Welfarm suivra attentivement la mise en œuvre de ce Plan Aquacultures 2021-2027. En effet, améliorer le bien-être et la protection des poissons, au cours de l’élevage, du transport et de l’abattage est une des priorités de l’association. Welfarm n’aura de cesse d’échanger avec les acteurs de la filière aquacole pour faire valoir les pratiques allant dans ce sens. La mention des ONG dans la partie du plan consacrée à « l’amélioration des connaissances sur le bien-être animal » nous en donne la légitimité et ne fait que renforcer notre volonté d’agir sur le terrain.

Le Comité interprofessionnel des produits de l’aquaculture (CIPA) a également lancé une plateforme « bien-être des poissons d’aquaculture », dont le but est de « développer des programmes de recherche sur des critères de mesure du bien-être animal et associer à plus long terme la société civile ». Welfarm ne manquera pas de rappeler ses engagements au CIPA et de mettre en avant son expertise en la matière.

[Retrouvez ICI la tribune signée par Welfarm dans le quotidien Le Monde à l’occasion de la journée mondiale de l’Océan le 8 juin.]

[Pour en savoir plus sur la sensibilité, l’intelligence et les émotions ressenties par les poissons, rendez-vous ICI.]

1 Source : secrétariat d’État chargé de la mer (https://mer.gouv.fr/plan-aquacultures-davenir-une-nouvelle-etape-pour-la-filiere-aquacole-francaise)

2 Le Fonds européen pour les affaires maritimes, la pêche et l’aquaculture (FEAMPA), est doté d’un budget de 5,4 milliards d’euros pour la période 2021-2027. Le FEAMPA permet notamment la mise en œuvre de la Politique commune de la pêche (PCP). Source : Toute l’Europe (https://www.touteleurope.eu/l-europe-et-moi/le-fonds-europeen-pour-les-affaires-maritimes-et-la-peche-feamp/)
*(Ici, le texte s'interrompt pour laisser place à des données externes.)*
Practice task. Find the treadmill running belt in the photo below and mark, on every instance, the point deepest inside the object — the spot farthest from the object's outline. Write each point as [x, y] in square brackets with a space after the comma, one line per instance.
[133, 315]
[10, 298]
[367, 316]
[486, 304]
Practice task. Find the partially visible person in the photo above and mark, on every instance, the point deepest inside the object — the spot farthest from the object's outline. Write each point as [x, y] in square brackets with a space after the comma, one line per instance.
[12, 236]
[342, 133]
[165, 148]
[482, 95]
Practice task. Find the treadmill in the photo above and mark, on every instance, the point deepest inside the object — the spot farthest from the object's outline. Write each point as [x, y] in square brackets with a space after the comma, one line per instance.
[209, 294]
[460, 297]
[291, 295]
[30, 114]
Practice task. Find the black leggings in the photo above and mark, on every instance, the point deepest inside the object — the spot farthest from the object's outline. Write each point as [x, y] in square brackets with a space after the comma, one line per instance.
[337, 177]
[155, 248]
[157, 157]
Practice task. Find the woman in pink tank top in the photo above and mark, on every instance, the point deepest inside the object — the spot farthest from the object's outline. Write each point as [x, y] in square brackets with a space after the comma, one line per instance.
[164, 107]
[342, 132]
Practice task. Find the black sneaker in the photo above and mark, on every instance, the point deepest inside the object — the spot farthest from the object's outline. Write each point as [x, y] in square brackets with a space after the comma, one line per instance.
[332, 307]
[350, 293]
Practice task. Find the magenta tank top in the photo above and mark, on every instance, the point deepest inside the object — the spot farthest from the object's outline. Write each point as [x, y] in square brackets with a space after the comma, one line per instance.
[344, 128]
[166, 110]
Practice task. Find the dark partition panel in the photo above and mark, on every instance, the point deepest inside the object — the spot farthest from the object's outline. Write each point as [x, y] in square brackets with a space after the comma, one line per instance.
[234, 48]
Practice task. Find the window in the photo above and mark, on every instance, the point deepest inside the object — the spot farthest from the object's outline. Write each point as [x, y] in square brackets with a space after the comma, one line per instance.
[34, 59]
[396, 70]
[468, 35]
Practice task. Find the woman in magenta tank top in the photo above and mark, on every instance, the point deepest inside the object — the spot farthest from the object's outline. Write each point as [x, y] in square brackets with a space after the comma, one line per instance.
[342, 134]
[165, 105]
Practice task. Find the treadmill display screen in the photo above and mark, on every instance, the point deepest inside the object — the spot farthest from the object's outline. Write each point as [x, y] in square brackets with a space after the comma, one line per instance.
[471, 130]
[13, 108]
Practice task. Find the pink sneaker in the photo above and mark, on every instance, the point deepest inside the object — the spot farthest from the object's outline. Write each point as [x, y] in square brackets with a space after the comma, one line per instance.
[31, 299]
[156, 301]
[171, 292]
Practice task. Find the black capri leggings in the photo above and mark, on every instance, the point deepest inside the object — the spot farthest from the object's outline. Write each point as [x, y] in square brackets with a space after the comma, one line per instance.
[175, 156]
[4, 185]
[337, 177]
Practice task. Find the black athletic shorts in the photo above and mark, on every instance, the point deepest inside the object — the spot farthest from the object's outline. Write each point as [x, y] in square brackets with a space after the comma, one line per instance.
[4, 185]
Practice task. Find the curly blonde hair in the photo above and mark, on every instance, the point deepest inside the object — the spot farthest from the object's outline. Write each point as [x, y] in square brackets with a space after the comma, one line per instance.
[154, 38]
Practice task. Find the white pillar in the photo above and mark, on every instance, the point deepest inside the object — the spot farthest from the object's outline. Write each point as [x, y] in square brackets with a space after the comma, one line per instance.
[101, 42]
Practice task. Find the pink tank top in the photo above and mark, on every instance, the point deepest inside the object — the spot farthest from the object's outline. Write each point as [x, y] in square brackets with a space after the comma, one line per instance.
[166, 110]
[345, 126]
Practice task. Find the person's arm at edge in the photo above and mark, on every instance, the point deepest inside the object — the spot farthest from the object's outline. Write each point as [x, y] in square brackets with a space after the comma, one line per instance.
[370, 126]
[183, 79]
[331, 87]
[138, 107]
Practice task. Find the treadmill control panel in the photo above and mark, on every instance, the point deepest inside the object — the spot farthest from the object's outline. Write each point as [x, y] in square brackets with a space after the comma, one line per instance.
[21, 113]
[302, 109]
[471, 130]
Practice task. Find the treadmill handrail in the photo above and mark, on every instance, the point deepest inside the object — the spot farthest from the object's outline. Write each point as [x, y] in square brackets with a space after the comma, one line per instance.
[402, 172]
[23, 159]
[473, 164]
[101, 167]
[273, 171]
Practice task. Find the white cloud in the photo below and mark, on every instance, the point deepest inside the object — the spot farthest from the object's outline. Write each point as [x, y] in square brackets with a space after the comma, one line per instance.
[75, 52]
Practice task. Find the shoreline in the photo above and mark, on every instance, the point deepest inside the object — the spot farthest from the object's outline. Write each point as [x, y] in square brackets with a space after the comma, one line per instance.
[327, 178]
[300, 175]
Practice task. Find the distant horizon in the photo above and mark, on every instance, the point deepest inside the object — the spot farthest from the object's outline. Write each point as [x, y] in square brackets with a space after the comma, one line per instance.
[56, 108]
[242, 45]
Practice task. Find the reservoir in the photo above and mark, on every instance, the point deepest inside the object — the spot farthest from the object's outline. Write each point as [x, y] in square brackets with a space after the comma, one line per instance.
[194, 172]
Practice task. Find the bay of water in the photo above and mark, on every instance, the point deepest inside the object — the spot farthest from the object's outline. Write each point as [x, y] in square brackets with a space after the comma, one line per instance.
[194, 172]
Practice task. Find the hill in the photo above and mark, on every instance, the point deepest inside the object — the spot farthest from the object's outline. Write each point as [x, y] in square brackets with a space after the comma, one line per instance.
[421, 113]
3 Relatives à la prévention de certaines maladies chez les animaux aquatiques et aux mesures de lutte contre ces maladies.                   

4 La conchyliculture regroupe les différentes cultures des coquillages : huître creuse, moule, et dans une moindre mesure, huître plate, palourde et coque.

5 Un cahier d’acteur est une modalité d’expression dédiée aux personnes morales (collectivité territoriale, association, chambre consulaire, syndicat professionnel, organisme public parapublic ou privé…) qui souhaitent faire connaître leur position sur tout ou partie des enjeux mis en débat.

6 L’enrichissement renvoie au fait de rendre le milieu de vie davantage diversifié, hétérogène et stimulant, en donnant aux animaux la possibilité de choisir entre différentes activités et types d’environnements. Cela favorise l’expression des comportements propres à l’espèce et la satisfaction des préférences des animaux. En filière piscicole, les principales pistes d’enrichissement sont la mise en place de substrat au fond des bassins, d’abris, de structures suspendues, de panneaux coupe-courant qui diversifient les vitesses du courant au sein du bassin, de zones d’ombres, de stimuli auditifs (musique), de couleurs spécifiques pour les parois des bassins, de plantes artificielles, de branchages, de grosses pierres, de flots de bulles etc.

7 C’est-à-dire s’assurer que les conditions d’élevage des poissons dans des pays hors Union européenne (UE) répondent aux mêmes normes que dans les pays membres de l’UE.